What has also been improved across all three games are the menus, HUD (Heads-up display) and fonts. I first noticed this myself when looking up some gameplay videos online from the original Super Mario 64 for comparison to the version here and saw that the on-screen icons for your lives, collected coins and stars. On the Nintendo 64, they were much smaller, were less clear and had some nasty black edges around them while here on the Switch all of this has been cleaned up. The HUD has been improved for all three games, with Sunshine even resizing and repositioning some elements to make them less cumbersome. The audio and cutscenes are cleaned up and improved as well and Galaxy even has new icons and graphs added when explaining the game's motion controls. Oh, and if you press the '-' button on the left joy-con you open up an extra menu which shows you the controls, amongst other things.

Super Mario 64 on the Nintendo 64 (l) and on the Nintendo Switch (r).

Speaking of the controls, I have some things to say when it comes to those. The big one is the motion controls of Super Mario Galaxy. In docked and tabletop mode these are replicated using the right Joy-cons internal gyroscope and Mario's spin dash has been remapped to the Y-button, an elegant solution which all work fine. It's the handheld mode where the problem lies. Collecting star-bits and other interactions that require the pointer are now put on the touch screen. This wouldn't have been a problem if you the rest of the controls hadn't been remapped across both joy-cons meaning that if you need to do something that requires the touch controls you don't have access to the full range of controls. Not only do you have to reposition your hands constantly but doing so requires sacrificing stuff like moving the camera, breaking up the flow of the gameplay.

Aside from this, I just found that the Wii controls, using the Wii Mote and Nunchuck, felt more natural to me. The Joy-con controls are not bad at all, they do the job better then I thought they would, but playing through the opening hour on both the Switch and Wii, the controls on the latter just felt better to me.

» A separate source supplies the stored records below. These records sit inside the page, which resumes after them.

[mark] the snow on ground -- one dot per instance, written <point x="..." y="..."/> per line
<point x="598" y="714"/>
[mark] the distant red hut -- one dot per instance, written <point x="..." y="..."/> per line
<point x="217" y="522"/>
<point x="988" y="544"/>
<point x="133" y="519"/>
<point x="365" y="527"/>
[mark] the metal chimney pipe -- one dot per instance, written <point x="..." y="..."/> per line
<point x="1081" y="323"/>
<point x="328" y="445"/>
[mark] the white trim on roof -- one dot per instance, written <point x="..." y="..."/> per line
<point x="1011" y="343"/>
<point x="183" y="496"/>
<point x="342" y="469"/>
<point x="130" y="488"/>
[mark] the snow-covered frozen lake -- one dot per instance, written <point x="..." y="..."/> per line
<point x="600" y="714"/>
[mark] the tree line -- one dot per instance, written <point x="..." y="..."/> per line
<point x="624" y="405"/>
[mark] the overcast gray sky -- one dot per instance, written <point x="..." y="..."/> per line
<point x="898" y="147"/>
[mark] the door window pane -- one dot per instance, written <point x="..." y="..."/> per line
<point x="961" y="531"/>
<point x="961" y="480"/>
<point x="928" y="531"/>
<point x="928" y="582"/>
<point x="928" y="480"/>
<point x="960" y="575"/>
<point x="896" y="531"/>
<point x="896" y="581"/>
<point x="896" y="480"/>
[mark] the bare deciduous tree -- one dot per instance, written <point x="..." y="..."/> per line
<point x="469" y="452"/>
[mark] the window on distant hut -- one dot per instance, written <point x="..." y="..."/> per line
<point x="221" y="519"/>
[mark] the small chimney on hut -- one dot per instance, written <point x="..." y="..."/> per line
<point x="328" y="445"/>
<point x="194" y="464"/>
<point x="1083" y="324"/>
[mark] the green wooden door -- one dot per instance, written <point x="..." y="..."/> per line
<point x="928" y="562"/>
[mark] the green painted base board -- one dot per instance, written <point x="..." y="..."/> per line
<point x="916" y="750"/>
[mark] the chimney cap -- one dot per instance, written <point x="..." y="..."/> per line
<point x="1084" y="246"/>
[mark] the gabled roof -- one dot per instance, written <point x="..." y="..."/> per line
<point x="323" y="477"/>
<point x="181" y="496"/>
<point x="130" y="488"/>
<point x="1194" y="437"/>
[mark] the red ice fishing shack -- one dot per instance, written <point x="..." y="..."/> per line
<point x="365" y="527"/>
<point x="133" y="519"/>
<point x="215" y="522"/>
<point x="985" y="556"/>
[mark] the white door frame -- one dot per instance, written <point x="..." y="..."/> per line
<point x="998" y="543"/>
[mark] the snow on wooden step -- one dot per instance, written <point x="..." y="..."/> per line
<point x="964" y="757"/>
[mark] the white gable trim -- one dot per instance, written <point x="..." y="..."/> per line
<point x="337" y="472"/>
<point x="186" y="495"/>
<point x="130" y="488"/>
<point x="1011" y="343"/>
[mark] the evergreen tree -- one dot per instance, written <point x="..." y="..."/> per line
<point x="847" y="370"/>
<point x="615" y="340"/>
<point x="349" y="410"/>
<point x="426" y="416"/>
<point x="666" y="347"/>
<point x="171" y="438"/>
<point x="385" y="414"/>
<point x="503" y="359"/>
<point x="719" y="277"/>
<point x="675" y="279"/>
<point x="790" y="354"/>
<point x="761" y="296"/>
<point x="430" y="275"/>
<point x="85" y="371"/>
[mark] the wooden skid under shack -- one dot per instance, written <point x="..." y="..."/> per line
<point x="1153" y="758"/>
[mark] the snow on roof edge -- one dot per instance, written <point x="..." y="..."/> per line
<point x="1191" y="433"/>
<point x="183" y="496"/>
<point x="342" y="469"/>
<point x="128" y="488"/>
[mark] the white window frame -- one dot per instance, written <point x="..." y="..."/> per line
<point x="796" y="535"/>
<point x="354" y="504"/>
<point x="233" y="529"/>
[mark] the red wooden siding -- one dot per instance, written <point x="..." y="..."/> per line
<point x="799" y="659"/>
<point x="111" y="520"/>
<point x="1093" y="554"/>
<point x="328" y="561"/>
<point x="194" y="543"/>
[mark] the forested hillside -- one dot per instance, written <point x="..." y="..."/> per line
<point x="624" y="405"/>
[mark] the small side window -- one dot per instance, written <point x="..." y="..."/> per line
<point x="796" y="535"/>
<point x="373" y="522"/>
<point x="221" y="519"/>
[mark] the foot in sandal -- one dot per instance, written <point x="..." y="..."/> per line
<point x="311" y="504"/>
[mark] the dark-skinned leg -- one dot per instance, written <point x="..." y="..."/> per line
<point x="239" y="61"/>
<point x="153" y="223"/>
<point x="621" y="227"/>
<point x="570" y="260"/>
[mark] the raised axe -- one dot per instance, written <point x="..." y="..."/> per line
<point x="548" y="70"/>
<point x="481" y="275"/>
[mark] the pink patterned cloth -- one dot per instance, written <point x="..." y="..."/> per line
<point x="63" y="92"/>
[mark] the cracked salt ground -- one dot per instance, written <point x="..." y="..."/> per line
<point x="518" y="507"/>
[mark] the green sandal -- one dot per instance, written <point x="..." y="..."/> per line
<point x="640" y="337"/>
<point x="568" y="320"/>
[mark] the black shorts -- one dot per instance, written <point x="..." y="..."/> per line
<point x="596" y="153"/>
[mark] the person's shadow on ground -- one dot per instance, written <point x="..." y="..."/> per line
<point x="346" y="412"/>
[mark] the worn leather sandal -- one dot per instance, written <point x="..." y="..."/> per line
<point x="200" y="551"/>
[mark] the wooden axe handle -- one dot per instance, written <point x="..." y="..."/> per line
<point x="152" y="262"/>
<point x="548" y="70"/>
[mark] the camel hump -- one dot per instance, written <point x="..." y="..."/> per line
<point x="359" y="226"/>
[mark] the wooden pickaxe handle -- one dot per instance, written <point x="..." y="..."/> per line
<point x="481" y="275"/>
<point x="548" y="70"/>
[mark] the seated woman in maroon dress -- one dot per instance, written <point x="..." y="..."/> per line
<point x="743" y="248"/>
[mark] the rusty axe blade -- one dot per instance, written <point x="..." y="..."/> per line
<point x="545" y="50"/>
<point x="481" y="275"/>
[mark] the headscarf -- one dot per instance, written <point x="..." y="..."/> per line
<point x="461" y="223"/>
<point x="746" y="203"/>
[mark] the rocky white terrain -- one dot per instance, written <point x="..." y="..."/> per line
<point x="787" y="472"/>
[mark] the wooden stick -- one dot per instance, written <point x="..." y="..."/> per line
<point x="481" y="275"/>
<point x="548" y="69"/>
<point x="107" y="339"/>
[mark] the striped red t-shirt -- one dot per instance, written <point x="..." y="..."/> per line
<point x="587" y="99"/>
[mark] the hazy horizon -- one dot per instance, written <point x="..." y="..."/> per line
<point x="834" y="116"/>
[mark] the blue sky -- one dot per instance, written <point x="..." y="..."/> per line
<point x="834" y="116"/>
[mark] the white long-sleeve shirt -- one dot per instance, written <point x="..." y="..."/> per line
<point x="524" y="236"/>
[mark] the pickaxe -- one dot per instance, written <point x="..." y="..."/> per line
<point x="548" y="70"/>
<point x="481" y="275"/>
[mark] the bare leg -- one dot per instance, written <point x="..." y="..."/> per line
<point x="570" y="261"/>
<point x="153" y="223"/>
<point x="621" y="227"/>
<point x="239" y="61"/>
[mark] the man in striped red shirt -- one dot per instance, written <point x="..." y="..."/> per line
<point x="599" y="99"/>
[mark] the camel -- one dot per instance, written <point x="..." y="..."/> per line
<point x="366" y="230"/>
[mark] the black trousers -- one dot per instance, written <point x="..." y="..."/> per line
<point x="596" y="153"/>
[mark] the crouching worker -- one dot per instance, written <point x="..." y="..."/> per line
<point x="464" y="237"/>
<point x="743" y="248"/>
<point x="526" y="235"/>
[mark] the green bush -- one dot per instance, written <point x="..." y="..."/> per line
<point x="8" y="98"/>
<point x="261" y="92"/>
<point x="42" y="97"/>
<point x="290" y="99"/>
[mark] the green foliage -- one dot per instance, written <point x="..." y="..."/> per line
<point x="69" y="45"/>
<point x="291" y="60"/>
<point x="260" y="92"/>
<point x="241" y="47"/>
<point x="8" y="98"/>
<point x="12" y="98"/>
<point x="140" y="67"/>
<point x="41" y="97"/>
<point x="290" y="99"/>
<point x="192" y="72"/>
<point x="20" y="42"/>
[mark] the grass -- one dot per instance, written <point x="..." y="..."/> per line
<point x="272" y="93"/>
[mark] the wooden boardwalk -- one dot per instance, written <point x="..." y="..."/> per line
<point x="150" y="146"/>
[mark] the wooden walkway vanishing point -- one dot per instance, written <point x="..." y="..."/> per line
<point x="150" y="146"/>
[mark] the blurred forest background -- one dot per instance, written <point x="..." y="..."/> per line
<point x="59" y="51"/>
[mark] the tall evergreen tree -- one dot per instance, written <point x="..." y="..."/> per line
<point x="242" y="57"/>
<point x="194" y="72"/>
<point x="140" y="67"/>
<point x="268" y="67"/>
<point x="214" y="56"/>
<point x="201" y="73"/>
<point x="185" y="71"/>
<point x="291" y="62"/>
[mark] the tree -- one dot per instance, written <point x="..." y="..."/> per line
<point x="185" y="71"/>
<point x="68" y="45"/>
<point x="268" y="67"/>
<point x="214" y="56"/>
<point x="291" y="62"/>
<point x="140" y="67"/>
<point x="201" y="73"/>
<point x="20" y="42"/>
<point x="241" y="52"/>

The final control nit-pick? Super Mario Sunshine was not compatible with a GameCube controller at launch. Even though the game is originally from the GameCube. Even though Nintendo has an official GameCube adapter and a re-issue of the GameCube controller currently on the market. Oh well, they did finally add it with an update a few months later, so better late then never I guess. Still find it weird though.

Conclusion

Super Mario 3D All-Stars is a stellar package of three of Mario's, and gaming, most memorable titles. It provides welcoming, if only small, updates to each title, giving them portability and makes them the definitive versions of these games to play. Add in 117 music tracks alongside a premium feeling presentation and I feel that you've got your value right there. Yes, Nintendo's decision to make the game available until March 2021 only, even the digitally, is very consumer unfriendly decision. This doesn't detract too much from the rest of the collection though and I think that Super Mario 3D All-Stars is worth picking up.